Not since Atom Egoyan's The Sweet Hereafter (in which Polley, fittingly, starred) has there been such immediate domestic and international buzz about a homegrown title.

And like Egoyan's grim, wintry masterpiece, Polley's film is a hard sell at first glance.

The story of an elderly married couple (Gordon Pinsent and Julie Christie) coping with the pain of memory loss does not, on the face of it, seem an easy sell to international distributors. But the film's positive critical response bore out in business terms.

The $4.5-million movie created a bidding war that lasted into the wee hours Tuesday.

Around 3:30 a.m., Iron, with the help of the William Morris Agency, finally inked a deal with Lions Gate to distribute the film in the United States. Away From Her has also sold in 26 other territories during TIFF and garnered critical praise domestically and elsewhere. Variety called it "a gracefully wrought study of a long-term marriage."

"I always thought the film was great, but the overwhelming international response was a pleasant surprise," Iron said. "On the face of it, it's not the easiest sell."

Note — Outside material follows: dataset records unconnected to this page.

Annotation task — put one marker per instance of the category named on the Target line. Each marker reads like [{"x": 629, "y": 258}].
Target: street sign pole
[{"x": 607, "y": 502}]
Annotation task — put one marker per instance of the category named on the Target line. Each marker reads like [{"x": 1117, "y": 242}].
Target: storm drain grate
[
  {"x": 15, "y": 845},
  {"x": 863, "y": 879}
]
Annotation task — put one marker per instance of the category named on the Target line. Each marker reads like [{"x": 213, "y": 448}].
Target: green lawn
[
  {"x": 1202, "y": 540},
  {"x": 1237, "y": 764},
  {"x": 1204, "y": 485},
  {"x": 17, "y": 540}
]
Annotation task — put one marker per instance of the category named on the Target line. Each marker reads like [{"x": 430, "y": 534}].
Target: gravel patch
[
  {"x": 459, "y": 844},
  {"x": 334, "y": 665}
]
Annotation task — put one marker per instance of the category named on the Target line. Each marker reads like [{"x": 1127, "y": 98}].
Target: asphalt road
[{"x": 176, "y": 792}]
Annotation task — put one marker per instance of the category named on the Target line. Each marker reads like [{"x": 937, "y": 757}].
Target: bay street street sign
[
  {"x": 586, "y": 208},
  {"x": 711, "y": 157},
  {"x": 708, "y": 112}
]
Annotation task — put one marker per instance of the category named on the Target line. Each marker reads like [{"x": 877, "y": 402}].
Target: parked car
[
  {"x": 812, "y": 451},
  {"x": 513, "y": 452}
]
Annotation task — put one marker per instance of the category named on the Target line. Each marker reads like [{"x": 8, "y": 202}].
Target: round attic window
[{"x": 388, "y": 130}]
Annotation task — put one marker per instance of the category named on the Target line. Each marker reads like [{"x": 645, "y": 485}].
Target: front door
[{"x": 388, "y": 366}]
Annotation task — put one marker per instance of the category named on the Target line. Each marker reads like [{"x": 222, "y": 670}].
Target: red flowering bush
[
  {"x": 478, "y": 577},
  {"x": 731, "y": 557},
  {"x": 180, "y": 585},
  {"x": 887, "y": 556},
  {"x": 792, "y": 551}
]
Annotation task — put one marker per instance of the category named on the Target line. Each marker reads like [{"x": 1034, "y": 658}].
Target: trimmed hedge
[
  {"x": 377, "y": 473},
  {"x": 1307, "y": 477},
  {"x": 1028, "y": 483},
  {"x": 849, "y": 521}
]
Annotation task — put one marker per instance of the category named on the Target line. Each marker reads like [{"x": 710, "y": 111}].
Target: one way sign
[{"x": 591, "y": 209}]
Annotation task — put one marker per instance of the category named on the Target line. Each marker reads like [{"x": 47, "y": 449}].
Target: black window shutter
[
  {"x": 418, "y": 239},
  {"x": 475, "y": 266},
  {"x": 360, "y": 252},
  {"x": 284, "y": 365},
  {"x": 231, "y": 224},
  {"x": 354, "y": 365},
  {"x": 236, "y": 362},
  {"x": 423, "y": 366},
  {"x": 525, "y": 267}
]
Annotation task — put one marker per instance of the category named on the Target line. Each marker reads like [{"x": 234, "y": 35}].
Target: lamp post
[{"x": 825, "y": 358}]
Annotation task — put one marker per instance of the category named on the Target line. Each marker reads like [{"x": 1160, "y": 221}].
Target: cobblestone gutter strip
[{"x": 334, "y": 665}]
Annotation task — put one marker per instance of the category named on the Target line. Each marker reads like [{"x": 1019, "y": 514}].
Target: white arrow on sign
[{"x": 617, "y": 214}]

Simone Urdl, another producer on the film, agreed. "Obviously we were proud of it, but when you get the reaction you think a film deserves, it's just fantastic."

Polley, who declined a phone interview with The Globe and Mail, is said to be taking some well-needed R&R before rushing off to festivals in Halifax, Sudbury, Montreal and Vancouver.

Robin Smith, head of distributor Capri Releasing in Toronto, was feeling understandably smug (and exhausted after a night of celebrating the Lions Gate deal). His company had the good sense to take on the project as early as the script stage.

"It was Sarah's amazing script," he said. "It just wowed me."

He went on to say that when it got down into international negotiations, "Sarah was very much a part of the process. It was important she be happy with the result."

The film's positive reception has been a boon to a beleaguered Canadian film industry, desperately in need of an international success story.

Even better, said Smith, it has allowed the team that worked on the film to breath a collective sigh of relief.

"We're Canadians through and through," he said, "so we're always questioning, 'Is the bubble about to burst?' And, after all, there haven't been many pretty pictures in the [recent] past. Better to be cautious than over-confident."